My Journey With Epilepsy
My journey with epilepsy has been a relatively short one, yet my condition has put me through some of the most emotionally and physically challenging times of my life so far. I was diagnosed in the summer of 2012 and all I remember feeling at the time was confusion. I admit, with some shame, that prior to my diagnosis I knew little to nothing about epilepsy, so I was thrown in the deep end with this entire experience. So after I got home from the hospital, I did all the research I possibly could on epilepsy and everything to do with epilepsy and seizures. What I discovered really shocked me. I had no idea that epilepsy affected so many people and in so many ways. My dad came home from work and he said something to me that changed my entire view on my condition, and in extension my life, he said “Epilepsy will only affect your life if you let it.” So I took those words to heart and I refused to let epilepsy or anything else affect the way I live my life. After my diagnosis I continued with my hobbies and started a few new ones, including my dancing which has got quite successful if I may say so myself.

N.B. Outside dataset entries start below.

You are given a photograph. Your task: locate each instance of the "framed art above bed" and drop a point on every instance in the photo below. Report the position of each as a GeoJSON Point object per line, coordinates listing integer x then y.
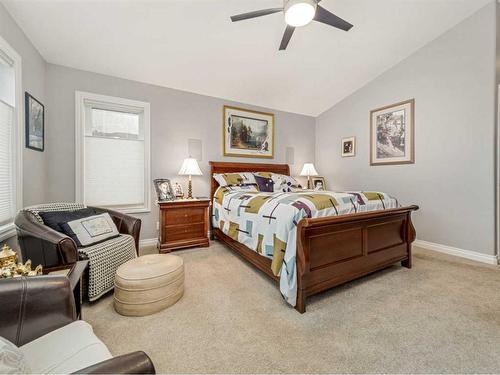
{"type": "Point", "coordinates": [247, 133]}
{"type": "Point", "coordinates": [392, 139]}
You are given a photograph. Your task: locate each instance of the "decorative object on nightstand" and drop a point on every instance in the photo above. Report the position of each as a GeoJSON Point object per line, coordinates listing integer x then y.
{"type": "Point", "coordinates": [179, 193]}
{"type": "Point", "coordinates": [190, 168]}
{"type": "Point", "coordinates": [7, 256]}
{"type": "Point", "coordinates": [308, 170]}
{"type": "Point", "coordinates": [183, 223]}
{"type": "Point", "coordinates": [164, 191]}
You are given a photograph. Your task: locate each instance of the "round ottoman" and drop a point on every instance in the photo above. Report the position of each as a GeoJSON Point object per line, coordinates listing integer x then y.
{"type": "Point", "coordinates": [148, 284]}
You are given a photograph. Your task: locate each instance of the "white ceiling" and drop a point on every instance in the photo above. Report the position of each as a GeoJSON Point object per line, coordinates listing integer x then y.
{"type": "Point", "coordinates": [192, 45]}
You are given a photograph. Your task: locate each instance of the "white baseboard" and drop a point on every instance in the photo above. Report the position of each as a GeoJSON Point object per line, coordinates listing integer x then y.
{"type": "Point", "coordinates": [148, 242]}
{"type": "Point", "coordinates": [472, 255]}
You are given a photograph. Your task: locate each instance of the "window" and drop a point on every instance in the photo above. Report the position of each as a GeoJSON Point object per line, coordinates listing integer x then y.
{"type": "Point", "coordinates": [10, 138]}
{"type": "Point", "coordinates": [112, 146]}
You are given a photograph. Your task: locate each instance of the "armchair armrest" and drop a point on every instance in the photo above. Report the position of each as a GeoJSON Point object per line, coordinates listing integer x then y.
{"type": "Point", "coordinates": [126, 224]}
{"type": "Point", "coordinates": [132, 363]}
{"type": "Point", "coordinates": [34, 306]}
{"type": "Point", "coordinates": [42, 244]}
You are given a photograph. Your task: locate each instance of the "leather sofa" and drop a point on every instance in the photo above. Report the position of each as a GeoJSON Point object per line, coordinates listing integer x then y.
{"type": "Point", "coordinates": [50, 248]}
{"type": "Point", "coordinates": [38, 315]}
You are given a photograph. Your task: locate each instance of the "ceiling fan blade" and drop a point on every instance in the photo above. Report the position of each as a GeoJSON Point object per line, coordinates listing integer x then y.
{"type": "Point", "coordinates": [286, 37]}
{"type": "Point", "coordinates": [328, 18]}
{"type": "Point", "coordinates": [257, 13]}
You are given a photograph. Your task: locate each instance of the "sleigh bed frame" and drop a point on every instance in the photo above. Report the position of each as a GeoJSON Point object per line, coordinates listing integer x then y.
{"type": "Point", "coordinates": [331, 250]}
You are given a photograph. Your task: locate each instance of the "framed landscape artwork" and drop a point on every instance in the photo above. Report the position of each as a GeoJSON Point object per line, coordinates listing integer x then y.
{"type": "Point", "coordinates": [248, 133]}
{"type": "Point", "coordinates": [392, 139]}
{"type": "Point", "coordinates": [348, 147]}
{"type": "Point", "coordinates": [35, 123]}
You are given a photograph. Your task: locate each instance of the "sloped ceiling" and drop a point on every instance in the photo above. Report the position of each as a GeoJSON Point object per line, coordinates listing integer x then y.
{"type": "Point", "coordinates": [192, 45]}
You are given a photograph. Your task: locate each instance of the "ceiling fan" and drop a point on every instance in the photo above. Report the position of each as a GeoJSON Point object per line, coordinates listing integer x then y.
{"type": "Point", "coordinates": [298, 13]}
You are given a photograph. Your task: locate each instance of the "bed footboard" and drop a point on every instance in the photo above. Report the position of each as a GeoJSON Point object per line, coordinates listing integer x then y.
{"type": "Point", "coordinates": [334, 250]}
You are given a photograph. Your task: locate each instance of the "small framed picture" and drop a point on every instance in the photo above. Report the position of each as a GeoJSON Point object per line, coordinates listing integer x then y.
{"type": "Point", "coordinates": [164, 189]}
{"type": "Point", "coordinates": [318, 183]}
{"type": "Point", "coordinates": [34, 118]}
{"type": "Point", "coordinates": [178, 192]}
{"type": "Point", "coordinates": [348, 147]}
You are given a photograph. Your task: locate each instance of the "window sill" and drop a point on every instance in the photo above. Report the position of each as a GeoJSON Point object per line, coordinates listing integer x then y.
{"type": "Point", "coordinates": [7, 231]}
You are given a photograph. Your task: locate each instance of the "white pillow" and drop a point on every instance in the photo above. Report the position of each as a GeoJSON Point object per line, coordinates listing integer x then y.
{"type": "Point", "coordinates": [12, 359]}
{"type": "Point", "coordinates": [91, 230]}
{"type": "Point", "coordinates": [284, 183]}
{"type": "Point", "coordinates": [232, 179]}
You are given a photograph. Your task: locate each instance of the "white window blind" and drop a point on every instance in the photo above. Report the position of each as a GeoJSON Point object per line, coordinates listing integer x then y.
{"type": "Point", "coordinates": [7, 178]}
{"type": "Point", "coordinates": [115, 153]}
{"type": "Point", "coordinates": [8, 150]}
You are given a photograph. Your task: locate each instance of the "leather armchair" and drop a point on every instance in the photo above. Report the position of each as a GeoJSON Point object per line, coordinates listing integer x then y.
{"type": "Point", "coordinates": [35, 306]}
{"type": "Point", "coordinates": [45, 246]}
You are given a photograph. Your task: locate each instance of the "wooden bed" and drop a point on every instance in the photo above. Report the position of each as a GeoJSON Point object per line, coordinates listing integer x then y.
{"type": "Point", "coordinates": [331, 250]}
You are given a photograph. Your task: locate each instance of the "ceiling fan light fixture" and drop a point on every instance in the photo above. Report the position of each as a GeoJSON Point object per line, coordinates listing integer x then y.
{"type": "Point", "coordinates": [300, 12]}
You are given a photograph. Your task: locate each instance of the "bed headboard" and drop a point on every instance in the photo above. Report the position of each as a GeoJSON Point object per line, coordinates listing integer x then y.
{"type": "Point", "coordinates": [229, 167]}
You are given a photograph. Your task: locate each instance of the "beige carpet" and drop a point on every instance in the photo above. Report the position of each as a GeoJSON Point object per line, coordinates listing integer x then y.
{"type": "Point", "coordinates": [441, 316]}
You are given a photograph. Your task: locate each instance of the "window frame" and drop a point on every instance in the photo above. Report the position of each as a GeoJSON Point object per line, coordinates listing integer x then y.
{"type": "Point", "coordinates": [9, 230]}
{"type": "Point", "coordinates": [82, 100]}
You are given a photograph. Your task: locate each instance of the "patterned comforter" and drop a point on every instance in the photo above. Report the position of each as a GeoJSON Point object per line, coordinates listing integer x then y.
{"type": "Point", "coordinates": [266, 222]}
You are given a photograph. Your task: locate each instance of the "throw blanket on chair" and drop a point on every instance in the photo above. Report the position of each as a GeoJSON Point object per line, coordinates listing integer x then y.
{"type": "Point", "coordinates": [104, 258]}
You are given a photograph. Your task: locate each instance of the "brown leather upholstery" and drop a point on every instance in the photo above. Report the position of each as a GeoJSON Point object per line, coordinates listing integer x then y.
{"type": "Point", "coordinates": [31, 307]}
{"type": "Point", "coordinates": [50, 248]}
{"type": "Point", "coordinates": [133, 363]}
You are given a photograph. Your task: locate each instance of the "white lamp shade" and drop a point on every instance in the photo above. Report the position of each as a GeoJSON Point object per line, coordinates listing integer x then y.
{"type": "Point", "coordinates": [308, 170]}
{"type": "Point", "coordinates": [190, 167]}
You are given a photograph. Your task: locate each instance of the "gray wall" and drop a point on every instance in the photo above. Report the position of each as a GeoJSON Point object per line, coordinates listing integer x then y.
{"type": "Point", "coordinates": [453, 82]}
{"type": "Point", "coordinates": [176, 116]}
{"type": "Point", "coordinates": [33, 76]}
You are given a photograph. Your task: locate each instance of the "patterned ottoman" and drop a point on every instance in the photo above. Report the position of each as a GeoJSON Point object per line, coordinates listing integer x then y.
{"type": "Point", "coordinates": [148, 284]}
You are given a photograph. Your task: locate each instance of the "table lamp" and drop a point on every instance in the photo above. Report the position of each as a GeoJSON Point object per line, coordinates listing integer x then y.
{"type": "Point", "coordinates": [190, 168]}
{"type": "Point", "coordinates": [308, 170]}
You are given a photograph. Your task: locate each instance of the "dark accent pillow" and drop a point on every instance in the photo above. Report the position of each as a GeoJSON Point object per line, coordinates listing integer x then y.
{"type": "Point", "coordinates": [265, 184]}
{"type": "Point", "coordinates": [52, 219]}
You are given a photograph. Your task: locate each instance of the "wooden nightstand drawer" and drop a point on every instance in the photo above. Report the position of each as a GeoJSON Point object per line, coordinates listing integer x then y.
{"type": "Point", "coordinates": [183, 232]}
{"type": "Point", "coordinates": [176, 216]}
{"type": "Point", "coordinates": [183, 223]}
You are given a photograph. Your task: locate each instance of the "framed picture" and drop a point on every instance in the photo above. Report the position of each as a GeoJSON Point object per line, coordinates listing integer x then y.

About a year after being diagnosed, I looked back on my diagnosis and thought about how little I knew about epilepsy and how difficult it was to get a personal outlook on some of the more day to day questions about epilepsy. It was easy to get information on the medical side but the day to day, more personal side? Whole different ball game. So I spoke with my best friend Dhruv and together we made a Youtube channel called Epilepsy QndA where the idea was that people would send us questions and we would answer them with a message back, if we thought that question could be asked by more people we talked about it in the next video. I also got speaking to multiple people, such as the Epilepsy Awareness Squad, on sites like Twitter and Facebook. Some of their stories amazed me and I was eager to help in any way I could. One day I was asked by the charity Young Epilepsy to talk about my life with epilepsy at a meeting where they were announcing the results of a survey I’d taken part in. That evening I was asked to represent Young Epilepsy at the House of Lords in London to help get a law amended. This amendment would help young people in schools with conditions such as epilepsy, diabetes and ADHD get more support in school so I said yes of course. I represented Young Epilepsy at both Houses of Government in the UK and the law got amended late last year. In April 2014, I was invited to the Young Epilepsy Champions Awards. I did not win an award but I was honoured to be part of the event an to hear so many amazing and inspiring stories. I still do the odd job for Young Epilepsy and I am always looking forward to the next one.
My school life with epilepsy the past year has been extremely difficult for me and my family. I have missed over half of the school year and my Mum has had a nervous breakdown because of it. I have a lot of catching up to do in the run up to my last year of GCSE’s and indeed secondary school. However, I refuse to let epilepsy get the best of me and dictate my life.
A huge thank you to the E.A. squad for asking me to write this and for all the amazing work that they do.